By Doug Kelly:

America has always been a nation of builders. We laid the railroads, strung the power lines, poured the interstates, and wired the internet. Every one of those projects drew a crowd of skeptics and protests, and every one of them paid off in jobs, growth, and American strength.

This weekend, organizers say more than 120 protests will take place across 37 states against data centers. Communities should ask hard questions about big projects in their backyards, but five facts should not get lost in this debate.

  1. America is in a neck-and-neck race with China for artificial intelligence (AI) leadership. The country that wins this race will gain decades of advantages in national security, economic competitiveness, and influence on the globe’s digital infrastructure. Data centers are the factories of the AI era and one of our strongest competitive advantages against China. But Beijing has made building data centers a national mission. We cannot win this race while handcuffing the very infrastructure that gives us our strategic edge.
  2. Data centers are powerful local economic engines. From construction and permanent jobs to large, lasting flows of tax revenue, data centers are drivers of local economic growth. For example:
  • The construction phase alone puts thousands of local electricians, plumbers, operating engineers, and welders to work for years, and those paychecks flow to local small business from diners to suppliers.
  • In rural Richland Parish, Louisiana, tax revenue tied to one data center funded teacher bonuses as high as $50,000.
  • In Loudoun County, Virginia, data centers now generate nearly half of the county’s property tax revenue and return about $26 for every $1 in services they use, which has let the county lower its property tax rate ten years running.
  • A recent Brookings study of roughly 770 data center facilities across 93 counties found total private employment climbed four to five percent over five to six years and wages rose three to four percent, with those gains reaching existing workers, not just new hires. Construction employment climbed 11 percent and information-sector jobs 22 percent, roughly 2,000 to 4,000 additional jobs in a typical county.
  1. Data centers are a lifeline for midsize and rural communities. Many midsized and rural communities have lost factories, power plants, paper mills, mines, and other large employers that once supported local families and funded public services. Data centers can be a revitalizing force in these counties.
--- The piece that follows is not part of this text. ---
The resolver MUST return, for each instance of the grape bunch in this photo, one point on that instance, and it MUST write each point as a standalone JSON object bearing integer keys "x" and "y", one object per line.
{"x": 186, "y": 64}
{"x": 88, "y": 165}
For example:
  • Coshocton County, Ohio, lost a paper mill that employed more than 200 people and a power plant that once employed 600. A multibillion-dollar data center is now breathing new jobs and investment into that community.
  • Mount Pleasant, Wisconsin, on land cleared years ago for a failed manufacturing effort, is now home to a multibillion-dollar Microsoft AI campus that employed nearly 10,000 tradespeople to build it.
  • Amazon’s $12 billion investment in northwest Louisiana will create 540 full-time jobs at wages roughly 50 percent above the state average, support some 1,700 additional positions, and put as many as 1,500 people to work during construction.
  1. Voters Back AI Energy Growth When Families Are Protected. Communities and data center developers agree: Families and small businesses should not subsidize the power, water, or roads a large facility requires. Developers should pay their own way, bring their own power, and rate structures should protect the customers already on the grid.

In fact, American Edge Project polling finds broad bipartisan support for expanding our energy capacity to meet AI’s demand, with majorities of Democrats, independents, and Republicans on board, and that support climbs when people see the AI payoff of new cures, stronger national security, and an edge over China. Voters also want clear ratepayer protections, and many companies are doing just that.

  1. To win, America needs one national playbook, not fifty. Right now, we have fifty different AI playbooks, with more than 1,800 AI-related bills introduced across the country and climbing. That patchwork handcuffs the very innovation edge we need. Winning requires a single playbook that leverages America’s strengths: 1) the private sector needs the freedom to innovate and compete; 2) the federal government must set wide, sensible guardrails and clear away the thicket of red tape that slows us down; and 3) states should expand their energy and transmission line capacity, invest in their workforce, and accelerate AI adoption to keep us ahead of China. Do that, and AI becomes America’s modern-day moonshot, giving us decades of advantage over our authoritarian adversaries while helping modernize our grid, strengthen our workforce, and unlocking the full promise of AI.

The bottom line. Community concerns matter and should be addressed. But we can protect families and build boldly at the same time. The real danger is putting our shovels down. Every data center we refuse to build hands an edge to China. It matters which country builds the future and which American communities share in it. The places that build will lead. The rest may spend the next decade wishing they had.